You mean to say "can offer". But why stop it there? A good combat system, if that's all it takes, shouldn't need a generic monster. An abstract shape could be equally challenging. In fact, a visual representation of what it is you're fighting, or where, seems wholly redundant in this context. The combat system in itself needs no additional assets to be good.
Since I don't want to get hit with another link to the Oblivion wiki, I'd be stupid to talk about "those" people who view combat, at best, as a passable bridge between islands of escapism.
Take Silent Storm, for example. It's a pretty good tactical game about fighting bad guys. The bad guys are generic as fuck and the plot is non-existent, but the combat system is good and killing these generic bad guys is fairly entertaining and is the content of the game.
What's "bad guys" supposed to mean in a game where you choose sides? Who were the bad guys in Red Alert or Warcraft? It's just a classic case of a third-party manipulating two sides into killing each-other, they're all 'bad guys'. But I digress. The plot was about as non-existent as in those other two games, except your characters would interrupt combat to engage in dialog all the fucking time telling you about it.
Listen, you lost me, what's this example supposed to illustrate? That SS wouldn't benefit from a stronger plot and a more fleshed out world? I mean, from what I can remember, you did go hunting for blueprints and pick up clues and plot-points and backstory. So we could eliminate all that and still come up trumps with good combat? Well, sure. But at what point do we start caring about how our decisions interact with the world?
A poorly designed and/or overly simple "moral dilemma" offers very little content and entertainment.
Why so? If a poorly designed and/or overly simple world can act as a decent enough device to further good combat, why wouldn't a poorly designed and/or overly simple moral dilemma be a decent gateway for good gameplay? I mean, what's the meat and potatoes here? You have experience, you have loot, you have good combat. Throw in some arbitrary moral choices into your hollow world that split off players from all taking the linear roller-coaster path of your average Diablo clone and you're 1up on any game that doesn't. Right?

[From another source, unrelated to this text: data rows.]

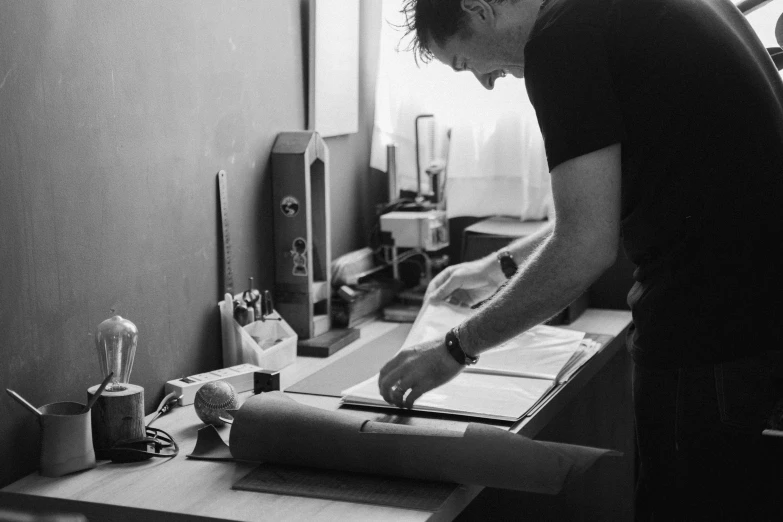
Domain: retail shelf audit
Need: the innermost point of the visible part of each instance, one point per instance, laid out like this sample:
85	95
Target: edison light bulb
115	340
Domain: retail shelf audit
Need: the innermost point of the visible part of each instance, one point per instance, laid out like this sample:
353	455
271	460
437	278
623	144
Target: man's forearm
521	249
553	276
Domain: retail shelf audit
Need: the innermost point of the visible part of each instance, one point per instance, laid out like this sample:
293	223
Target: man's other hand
465	283
416	370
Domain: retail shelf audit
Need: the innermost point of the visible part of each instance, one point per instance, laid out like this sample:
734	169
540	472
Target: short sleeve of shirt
570	86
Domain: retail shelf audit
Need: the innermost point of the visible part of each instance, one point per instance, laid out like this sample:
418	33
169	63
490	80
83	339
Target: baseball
212	401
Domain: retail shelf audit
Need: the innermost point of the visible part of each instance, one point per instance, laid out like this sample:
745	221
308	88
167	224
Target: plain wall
114	119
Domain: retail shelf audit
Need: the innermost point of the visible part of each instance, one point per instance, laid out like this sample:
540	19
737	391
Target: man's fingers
389	376
413	394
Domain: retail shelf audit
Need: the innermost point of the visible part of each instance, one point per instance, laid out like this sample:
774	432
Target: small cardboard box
270	344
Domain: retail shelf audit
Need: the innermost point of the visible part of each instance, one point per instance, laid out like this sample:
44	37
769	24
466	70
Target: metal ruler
228	274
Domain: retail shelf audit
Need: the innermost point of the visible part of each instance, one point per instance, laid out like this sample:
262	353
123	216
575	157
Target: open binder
508	382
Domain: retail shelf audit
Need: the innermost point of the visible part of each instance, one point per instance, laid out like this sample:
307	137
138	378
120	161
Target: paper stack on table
508	381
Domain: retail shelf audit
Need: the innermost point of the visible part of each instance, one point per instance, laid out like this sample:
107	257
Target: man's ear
479	8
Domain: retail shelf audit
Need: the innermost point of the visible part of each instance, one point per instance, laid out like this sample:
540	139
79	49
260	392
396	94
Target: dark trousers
701	452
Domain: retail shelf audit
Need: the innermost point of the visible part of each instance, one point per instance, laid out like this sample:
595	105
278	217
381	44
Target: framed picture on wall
333	106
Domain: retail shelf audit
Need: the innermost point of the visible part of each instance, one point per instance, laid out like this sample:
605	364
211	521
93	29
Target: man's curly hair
428	21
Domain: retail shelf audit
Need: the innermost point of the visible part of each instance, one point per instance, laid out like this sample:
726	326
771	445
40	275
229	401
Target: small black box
266	380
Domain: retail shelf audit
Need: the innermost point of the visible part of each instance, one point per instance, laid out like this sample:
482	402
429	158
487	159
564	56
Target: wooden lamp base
117	415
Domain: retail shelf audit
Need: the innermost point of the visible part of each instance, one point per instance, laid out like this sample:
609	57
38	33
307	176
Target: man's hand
467	283
418	368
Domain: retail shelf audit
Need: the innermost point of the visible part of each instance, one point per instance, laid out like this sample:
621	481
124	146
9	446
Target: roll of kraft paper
272	427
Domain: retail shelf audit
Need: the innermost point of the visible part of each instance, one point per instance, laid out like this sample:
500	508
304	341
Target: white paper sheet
487	396
508	381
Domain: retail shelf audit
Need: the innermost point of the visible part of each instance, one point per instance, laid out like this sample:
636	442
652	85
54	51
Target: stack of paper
508	381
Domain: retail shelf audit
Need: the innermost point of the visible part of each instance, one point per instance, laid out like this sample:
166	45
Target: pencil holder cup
66	439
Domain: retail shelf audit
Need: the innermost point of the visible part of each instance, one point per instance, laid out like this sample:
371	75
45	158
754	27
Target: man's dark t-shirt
694	99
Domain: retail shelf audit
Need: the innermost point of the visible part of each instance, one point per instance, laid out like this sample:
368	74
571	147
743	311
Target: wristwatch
455	349
507	263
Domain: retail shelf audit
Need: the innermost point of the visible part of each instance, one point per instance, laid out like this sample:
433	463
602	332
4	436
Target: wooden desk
169	489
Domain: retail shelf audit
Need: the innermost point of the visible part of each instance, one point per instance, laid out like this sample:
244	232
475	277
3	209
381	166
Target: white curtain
496	163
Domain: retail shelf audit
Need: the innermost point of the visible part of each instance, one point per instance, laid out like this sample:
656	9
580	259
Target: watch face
507	263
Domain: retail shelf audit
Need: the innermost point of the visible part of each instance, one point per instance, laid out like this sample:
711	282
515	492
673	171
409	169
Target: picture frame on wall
333	84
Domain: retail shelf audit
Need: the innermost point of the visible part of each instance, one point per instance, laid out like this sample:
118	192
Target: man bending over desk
663	126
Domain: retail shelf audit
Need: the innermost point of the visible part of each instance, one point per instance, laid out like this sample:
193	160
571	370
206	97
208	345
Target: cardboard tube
272	427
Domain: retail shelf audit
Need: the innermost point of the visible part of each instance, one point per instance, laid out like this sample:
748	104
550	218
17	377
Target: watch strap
454	348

Mind, we aren't talking about false choices here, shit that just adds bonuz points to your Rebel-o-meter, but choices that give players vastly different experiences with their individual playthroughs. But what we also aren't talking about are choices that engage you emotionally, that's redundant faggot larping is what that is.
Same way we don't need to know the details of why things are as they are in the world to appreciate them, or require strict adherence to the physical reality that we're presented with. If we're told radiation is dangerous, and later pick up a perk that heals our bodies based on how irradiated we are, it doesn't have to make logical sense to be a good addition to gameplay. Right?
Backstory that doesn't result in loot or exp or you beating the game is pointless. Same thing for relics left behind by people you'll never meet that probably died years ago; boring. Why would anyone strut around collecting holodiscs, documenting pre-war shit that has nothing personally to do with you? I'm quite serious, game-devs think that throwing some inane books around in your empty vacuum of a world gives it a backstory, when it's plain to see it's been manufactured in a way that's not consistent with anything other than practical consideration for the player's progression in it.
Well, I mean, naturally, a well thought out world makes scraps of information like that interesting rather than tiresome. You start caring about shit that isn't in the game itself, but would have existed had the game been a universe of its own. Then, maybe, if you've gotten this far, you might get the player to care about so-called moral dilemmas in ways more than the obvious reward/loss meta mentality.
Of course, with the current state of the industry no I'm kidding, that's not really an argument. It's just the lamest excuse for cynicism I've ever heard. Forget about W2, which we all know is going to be total garbage. What's wrong with the design ideal of making a world internally consistent and plausible?
Meanwhile, plausibility in regards to environment, creatures, gameplay and the like......will solve all our problems and make everything better. Because that's why many games suck - they aren't plausible enough.
I guess you're being sarcastic here, but this seems to me a completely true statement. An author that writes books where characters are nothing more than devices for driving a plot forward is hardly probing the depths of humanity, he's just feeding himself at the expense of the ignorant masses. That's all well and good in itself, but don't go calling it literature.
Look, I'm just surprised that you argue for an emotional attachment to choice, but against an emotional attachment to the game-world. When I pulled the same stunt where morality was concerned, saying that it's equally valid as just a useful link between various gameplay mechanics and hardly needs to satisfy any other criteria to be good, you flat out refused to listen. Here, we're talking about the world being plausible and consistent, so that you can easily immerse yourself in what it has to offer and get emotionally attached, and you're playing my card, saying that, as long as the gameplay criteria are satisfied, the world can afford to be little more than a backdrop to set the mood. How is this not a contradiction?